I want to do an out-of-sample forecast experiment using the auto.arima
function. Further, time series cross validation with a fixed rolling window size should be applied. The goal is to obtain one step forecasts for 1,3 and 6 steps ahead.
library(forecast)
library(tseries)
#the time series
y1 = 2+ 0.15*(1:20) + rnorm(20,2)
y2 = y1[20]+ 0.3*(1:30) + rnorm(30,2)
y = as.ts(c(y1,y2))
#10obs in test set, 40obs in training set
ntest <- 10
ntrain <- length(y)-ntest
#auto.arima with some prefered specifications
farima <- function(x,h){forecast(auto.arima(x,ic="aic",test=c("adf"),seasonal=FALSE,
stepwise=FALSE, approximation = FALSE,
method=c("ML")),h=h)}
# executing the following function, gives the forecast errors in a matrix for each one-step forecast
e <- tsCV(y,farima,h = 6,window=40)
The predicted values are given by subtracting the error from the true value:
#predicted values
fc1 <- c(NA,y[2:50]-e[1:49,1])
fc1 <- fc1[41:50]
fc3 <- c(NA,y[2:50]-e[1:49,3])
fc3 <- fc3[41:50]
fc6 <- c(NA,y[2:50]-e[1:49,6])
fc6 <- fc6[41:50]
However I´m curious whether the predicted values for the 3-step ahead are coded correctly.

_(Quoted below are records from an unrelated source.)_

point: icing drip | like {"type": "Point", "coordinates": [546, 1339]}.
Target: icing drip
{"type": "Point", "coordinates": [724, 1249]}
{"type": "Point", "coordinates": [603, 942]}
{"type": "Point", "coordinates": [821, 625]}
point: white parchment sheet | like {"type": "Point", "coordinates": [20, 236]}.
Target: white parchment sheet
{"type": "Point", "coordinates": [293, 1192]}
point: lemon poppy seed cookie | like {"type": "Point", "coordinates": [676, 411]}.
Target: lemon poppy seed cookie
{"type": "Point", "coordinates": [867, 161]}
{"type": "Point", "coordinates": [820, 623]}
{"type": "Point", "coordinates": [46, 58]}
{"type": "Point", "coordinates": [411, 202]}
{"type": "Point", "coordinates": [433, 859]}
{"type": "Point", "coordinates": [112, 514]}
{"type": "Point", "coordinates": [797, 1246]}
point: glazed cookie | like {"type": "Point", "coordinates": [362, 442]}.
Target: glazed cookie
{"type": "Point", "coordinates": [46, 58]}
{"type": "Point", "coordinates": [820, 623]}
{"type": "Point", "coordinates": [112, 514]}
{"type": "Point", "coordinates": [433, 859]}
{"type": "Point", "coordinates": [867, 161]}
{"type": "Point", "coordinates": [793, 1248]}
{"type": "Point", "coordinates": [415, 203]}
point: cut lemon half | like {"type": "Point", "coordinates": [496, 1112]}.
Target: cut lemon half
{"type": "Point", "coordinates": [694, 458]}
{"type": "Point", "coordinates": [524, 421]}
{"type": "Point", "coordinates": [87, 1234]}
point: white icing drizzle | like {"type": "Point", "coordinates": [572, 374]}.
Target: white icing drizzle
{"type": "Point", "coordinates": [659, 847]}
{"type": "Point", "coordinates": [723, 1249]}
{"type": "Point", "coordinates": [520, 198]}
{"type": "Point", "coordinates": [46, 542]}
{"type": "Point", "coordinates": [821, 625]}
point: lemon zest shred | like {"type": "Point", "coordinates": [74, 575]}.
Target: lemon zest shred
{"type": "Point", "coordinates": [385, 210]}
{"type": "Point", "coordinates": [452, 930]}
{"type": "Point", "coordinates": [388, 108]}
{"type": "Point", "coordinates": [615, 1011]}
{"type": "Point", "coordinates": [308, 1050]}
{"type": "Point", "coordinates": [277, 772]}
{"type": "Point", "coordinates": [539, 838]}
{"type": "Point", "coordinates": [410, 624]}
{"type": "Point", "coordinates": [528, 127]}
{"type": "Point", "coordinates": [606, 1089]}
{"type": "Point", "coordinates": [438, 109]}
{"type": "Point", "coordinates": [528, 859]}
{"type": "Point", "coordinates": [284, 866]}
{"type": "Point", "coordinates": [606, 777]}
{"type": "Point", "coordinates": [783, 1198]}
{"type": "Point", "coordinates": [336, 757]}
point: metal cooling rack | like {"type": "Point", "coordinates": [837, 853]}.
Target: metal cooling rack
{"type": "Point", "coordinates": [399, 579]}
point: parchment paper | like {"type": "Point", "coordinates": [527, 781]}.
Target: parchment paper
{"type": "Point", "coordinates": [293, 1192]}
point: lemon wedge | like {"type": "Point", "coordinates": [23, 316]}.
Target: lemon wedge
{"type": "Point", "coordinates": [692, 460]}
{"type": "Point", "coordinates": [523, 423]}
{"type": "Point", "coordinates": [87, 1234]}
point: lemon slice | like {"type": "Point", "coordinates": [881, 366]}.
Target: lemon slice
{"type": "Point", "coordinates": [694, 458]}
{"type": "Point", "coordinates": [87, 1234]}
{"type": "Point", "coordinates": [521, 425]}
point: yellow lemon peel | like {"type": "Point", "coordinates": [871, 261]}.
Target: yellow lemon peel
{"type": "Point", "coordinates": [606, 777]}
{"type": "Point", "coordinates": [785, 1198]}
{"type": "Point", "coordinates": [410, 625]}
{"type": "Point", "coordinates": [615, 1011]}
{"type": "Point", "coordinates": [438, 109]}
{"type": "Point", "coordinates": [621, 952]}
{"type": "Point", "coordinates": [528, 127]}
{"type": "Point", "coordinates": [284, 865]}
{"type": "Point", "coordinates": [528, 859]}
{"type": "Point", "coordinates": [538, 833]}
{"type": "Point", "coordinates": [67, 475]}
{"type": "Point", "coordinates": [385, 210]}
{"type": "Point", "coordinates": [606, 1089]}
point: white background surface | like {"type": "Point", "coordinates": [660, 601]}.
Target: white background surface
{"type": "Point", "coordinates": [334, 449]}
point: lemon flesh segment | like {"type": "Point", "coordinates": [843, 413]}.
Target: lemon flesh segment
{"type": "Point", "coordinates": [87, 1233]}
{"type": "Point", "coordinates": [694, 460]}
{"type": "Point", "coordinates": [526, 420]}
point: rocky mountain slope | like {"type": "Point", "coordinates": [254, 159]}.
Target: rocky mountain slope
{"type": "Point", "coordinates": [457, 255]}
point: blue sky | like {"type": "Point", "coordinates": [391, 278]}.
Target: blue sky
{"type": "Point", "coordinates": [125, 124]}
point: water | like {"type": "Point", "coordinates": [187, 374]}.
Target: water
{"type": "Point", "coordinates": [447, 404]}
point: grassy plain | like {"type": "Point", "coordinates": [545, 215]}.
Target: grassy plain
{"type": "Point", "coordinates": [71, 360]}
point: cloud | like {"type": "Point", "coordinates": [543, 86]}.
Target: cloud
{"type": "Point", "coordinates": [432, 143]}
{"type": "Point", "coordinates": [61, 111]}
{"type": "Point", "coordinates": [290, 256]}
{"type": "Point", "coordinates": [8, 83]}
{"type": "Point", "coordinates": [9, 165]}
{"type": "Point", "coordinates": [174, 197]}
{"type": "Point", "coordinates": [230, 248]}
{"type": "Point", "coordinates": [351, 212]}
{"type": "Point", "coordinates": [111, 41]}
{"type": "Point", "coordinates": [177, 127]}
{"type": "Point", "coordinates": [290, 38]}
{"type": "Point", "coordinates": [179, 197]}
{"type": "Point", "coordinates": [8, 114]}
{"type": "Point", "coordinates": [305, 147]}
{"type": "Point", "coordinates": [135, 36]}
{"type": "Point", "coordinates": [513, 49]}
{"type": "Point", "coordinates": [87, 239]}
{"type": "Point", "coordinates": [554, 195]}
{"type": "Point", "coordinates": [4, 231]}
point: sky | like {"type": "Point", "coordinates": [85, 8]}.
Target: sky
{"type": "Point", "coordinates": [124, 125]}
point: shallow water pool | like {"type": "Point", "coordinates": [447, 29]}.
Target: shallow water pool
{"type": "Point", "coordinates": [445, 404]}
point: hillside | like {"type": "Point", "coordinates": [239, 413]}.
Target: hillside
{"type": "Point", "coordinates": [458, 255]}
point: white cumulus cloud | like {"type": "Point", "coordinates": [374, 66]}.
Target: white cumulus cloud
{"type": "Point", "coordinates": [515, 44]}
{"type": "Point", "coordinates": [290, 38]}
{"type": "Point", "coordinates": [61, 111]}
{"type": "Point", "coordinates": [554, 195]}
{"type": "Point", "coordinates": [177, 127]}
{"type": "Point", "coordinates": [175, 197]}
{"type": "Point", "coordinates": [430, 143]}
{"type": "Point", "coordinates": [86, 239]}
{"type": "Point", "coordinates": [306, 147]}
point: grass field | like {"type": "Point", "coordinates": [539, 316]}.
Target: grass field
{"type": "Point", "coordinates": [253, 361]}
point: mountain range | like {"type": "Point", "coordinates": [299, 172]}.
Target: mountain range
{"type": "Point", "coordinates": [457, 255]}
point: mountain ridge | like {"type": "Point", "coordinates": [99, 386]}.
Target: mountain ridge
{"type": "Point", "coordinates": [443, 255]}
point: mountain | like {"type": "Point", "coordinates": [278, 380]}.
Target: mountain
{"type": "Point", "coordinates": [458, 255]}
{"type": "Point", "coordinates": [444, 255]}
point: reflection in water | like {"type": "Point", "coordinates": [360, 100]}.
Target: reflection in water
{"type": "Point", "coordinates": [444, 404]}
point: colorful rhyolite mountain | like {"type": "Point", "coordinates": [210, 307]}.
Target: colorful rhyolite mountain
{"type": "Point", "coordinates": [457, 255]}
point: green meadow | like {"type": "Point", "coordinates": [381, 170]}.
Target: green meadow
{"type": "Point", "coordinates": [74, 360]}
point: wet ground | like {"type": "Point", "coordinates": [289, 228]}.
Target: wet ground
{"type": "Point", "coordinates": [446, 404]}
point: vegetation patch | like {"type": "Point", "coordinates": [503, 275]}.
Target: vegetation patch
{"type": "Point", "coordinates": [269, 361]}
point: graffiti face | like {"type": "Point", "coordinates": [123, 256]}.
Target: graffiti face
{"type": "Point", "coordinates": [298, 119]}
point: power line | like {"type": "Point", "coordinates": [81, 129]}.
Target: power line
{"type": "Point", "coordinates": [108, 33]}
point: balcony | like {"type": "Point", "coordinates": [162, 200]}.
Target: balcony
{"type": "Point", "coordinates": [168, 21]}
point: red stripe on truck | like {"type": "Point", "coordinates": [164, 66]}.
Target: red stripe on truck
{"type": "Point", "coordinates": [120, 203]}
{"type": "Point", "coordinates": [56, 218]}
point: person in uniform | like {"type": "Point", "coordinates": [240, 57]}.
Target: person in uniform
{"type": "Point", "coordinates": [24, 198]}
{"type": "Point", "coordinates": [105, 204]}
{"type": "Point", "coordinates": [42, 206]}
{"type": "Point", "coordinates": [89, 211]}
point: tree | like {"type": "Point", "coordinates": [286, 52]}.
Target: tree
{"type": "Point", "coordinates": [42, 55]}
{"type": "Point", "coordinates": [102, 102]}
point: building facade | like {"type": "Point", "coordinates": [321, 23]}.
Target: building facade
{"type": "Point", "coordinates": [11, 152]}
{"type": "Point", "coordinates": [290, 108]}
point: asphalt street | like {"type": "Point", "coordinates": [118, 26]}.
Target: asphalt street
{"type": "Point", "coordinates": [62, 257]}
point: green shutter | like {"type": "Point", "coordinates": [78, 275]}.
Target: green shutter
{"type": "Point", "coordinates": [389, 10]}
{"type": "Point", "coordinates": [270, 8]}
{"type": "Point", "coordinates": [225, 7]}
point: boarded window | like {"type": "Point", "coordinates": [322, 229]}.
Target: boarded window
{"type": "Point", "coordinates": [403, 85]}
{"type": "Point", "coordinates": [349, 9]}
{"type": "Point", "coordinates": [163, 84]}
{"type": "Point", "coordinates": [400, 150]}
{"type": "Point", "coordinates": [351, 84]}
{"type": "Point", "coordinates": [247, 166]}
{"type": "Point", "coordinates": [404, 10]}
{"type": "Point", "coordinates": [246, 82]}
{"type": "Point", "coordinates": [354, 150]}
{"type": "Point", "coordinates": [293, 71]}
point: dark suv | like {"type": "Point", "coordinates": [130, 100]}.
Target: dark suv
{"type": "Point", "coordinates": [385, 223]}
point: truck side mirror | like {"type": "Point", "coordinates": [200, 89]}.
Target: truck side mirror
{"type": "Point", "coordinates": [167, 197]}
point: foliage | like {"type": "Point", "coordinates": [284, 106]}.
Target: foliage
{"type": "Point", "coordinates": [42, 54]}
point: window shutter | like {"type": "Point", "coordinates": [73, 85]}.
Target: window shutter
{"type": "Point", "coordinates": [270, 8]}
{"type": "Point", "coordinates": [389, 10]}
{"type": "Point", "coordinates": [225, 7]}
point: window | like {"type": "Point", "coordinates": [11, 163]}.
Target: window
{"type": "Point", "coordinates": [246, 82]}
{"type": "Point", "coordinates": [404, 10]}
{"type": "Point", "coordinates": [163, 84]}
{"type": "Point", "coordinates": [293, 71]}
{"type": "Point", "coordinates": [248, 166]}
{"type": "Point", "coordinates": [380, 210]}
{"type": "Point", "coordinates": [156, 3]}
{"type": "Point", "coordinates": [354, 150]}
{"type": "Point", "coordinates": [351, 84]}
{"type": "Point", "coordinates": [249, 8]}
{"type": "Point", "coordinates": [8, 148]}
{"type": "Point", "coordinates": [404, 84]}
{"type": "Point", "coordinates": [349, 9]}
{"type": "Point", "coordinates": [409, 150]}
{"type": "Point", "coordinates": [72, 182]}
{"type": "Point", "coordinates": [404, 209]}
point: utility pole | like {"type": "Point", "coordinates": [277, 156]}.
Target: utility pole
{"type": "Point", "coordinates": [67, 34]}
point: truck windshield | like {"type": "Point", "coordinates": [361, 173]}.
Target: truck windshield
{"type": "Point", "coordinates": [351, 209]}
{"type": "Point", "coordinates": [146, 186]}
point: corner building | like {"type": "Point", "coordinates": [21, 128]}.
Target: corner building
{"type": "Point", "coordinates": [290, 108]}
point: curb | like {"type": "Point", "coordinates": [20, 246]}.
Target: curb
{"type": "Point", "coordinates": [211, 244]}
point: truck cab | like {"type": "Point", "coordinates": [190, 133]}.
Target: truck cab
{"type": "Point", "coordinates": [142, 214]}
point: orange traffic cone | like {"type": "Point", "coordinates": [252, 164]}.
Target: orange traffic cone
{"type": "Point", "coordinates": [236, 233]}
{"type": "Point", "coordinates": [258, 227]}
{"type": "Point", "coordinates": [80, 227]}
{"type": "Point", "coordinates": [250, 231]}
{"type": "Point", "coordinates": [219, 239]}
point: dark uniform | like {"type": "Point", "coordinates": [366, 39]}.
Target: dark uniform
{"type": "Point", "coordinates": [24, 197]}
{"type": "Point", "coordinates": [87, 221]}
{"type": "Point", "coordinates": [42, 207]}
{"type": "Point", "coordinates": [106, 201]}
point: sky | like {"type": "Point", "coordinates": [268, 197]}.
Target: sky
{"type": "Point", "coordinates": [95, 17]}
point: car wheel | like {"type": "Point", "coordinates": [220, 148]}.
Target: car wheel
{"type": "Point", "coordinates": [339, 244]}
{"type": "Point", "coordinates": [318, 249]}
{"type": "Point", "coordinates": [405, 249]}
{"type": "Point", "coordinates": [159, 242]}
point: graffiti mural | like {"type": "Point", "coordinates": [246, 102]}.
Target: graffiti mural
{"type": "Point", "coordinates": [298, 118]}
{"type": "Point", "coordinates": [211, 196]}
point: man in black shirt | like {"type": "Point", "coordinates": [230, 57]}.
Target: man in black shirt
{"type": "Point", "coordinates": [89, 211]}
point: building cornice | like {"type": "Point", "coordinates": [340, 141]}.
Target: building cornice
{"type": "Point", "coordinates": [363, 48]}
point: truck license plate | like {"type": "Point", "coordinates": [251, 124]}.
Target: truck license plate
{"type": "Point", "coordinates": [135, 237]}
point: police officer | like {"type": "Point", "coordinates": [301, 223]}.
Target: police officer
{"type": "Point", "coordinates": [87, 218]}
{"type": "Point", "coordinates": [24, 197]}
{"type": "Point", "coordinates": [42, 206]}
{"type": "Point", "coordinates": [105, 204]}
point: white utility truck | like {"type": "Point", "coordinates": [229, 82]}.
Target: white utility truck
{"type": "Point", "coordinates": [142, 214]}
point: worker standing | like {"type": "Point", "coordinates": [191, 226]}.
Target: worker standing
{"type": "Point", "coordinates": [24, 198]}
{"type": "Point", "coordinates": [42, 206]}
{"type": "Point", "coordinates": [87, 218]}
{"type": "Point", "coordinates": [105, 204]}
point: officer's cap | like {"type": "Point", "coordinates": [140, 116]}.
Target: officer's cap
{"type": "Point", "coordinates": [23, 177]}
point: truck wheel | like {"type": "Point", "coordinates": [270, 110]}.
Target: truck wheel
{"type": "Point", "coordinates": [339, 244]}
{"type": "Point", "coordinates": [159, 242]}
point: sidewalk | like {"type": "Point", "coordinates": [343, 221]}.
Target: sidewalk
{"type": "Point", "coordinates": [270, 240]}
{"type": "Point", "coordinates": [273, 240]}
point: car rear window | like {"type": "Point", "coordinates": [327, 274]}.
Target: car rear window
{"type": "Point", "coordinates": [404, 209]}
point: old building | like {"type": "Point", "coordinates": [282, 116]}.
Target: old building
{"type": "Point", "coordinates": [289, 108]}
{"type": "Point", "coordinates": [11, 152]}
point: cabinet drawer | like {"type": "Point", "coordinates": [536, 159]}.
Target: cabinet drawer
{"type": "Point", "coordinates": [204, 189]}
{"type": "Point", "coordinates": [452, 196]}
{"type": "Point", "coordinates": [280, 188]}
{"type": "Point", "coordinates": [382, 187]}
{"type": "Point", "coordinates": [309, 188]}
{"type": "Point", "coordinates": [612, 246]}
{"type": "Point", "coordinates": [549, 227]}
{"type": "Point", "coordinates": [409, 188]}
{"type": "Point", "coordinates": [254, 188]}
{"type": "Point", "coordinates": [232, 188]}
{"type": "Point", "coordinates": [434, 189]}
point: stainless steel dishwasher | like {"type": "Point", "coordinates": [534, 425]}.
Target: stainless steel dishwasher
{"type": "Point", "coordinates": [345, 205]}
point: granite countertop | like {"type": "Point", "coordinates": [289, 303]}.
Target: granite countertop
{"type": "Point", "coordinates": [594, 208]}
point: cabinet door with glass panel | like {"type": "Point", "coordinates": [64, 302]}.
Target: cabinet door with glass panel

Since the first 3-step ahead forecast is the prediction of the 43th observation?
Also i dont understand why the matrix e
for the 3-step ahead error [3th column] has a value for observation 40. Since i thought the first 3-step ahead forecast is obtained for observation 43 and thus there shouldnt be an error for observation 40.
Always read the help file:
Value
Numerical time series object containing the forecast errors as a vector (if h=1) and a matrix otherwise. The time index corresponds to the last period of the training data. The columns correspond to the forecast horizons.
So tsCV()
returns errors in a matrix where the (i,j)th entry contains the error for forecast origin i and forecast horizon h. So the value in row 40 and column 3 is a 3-step error made at time 40, for time period 43.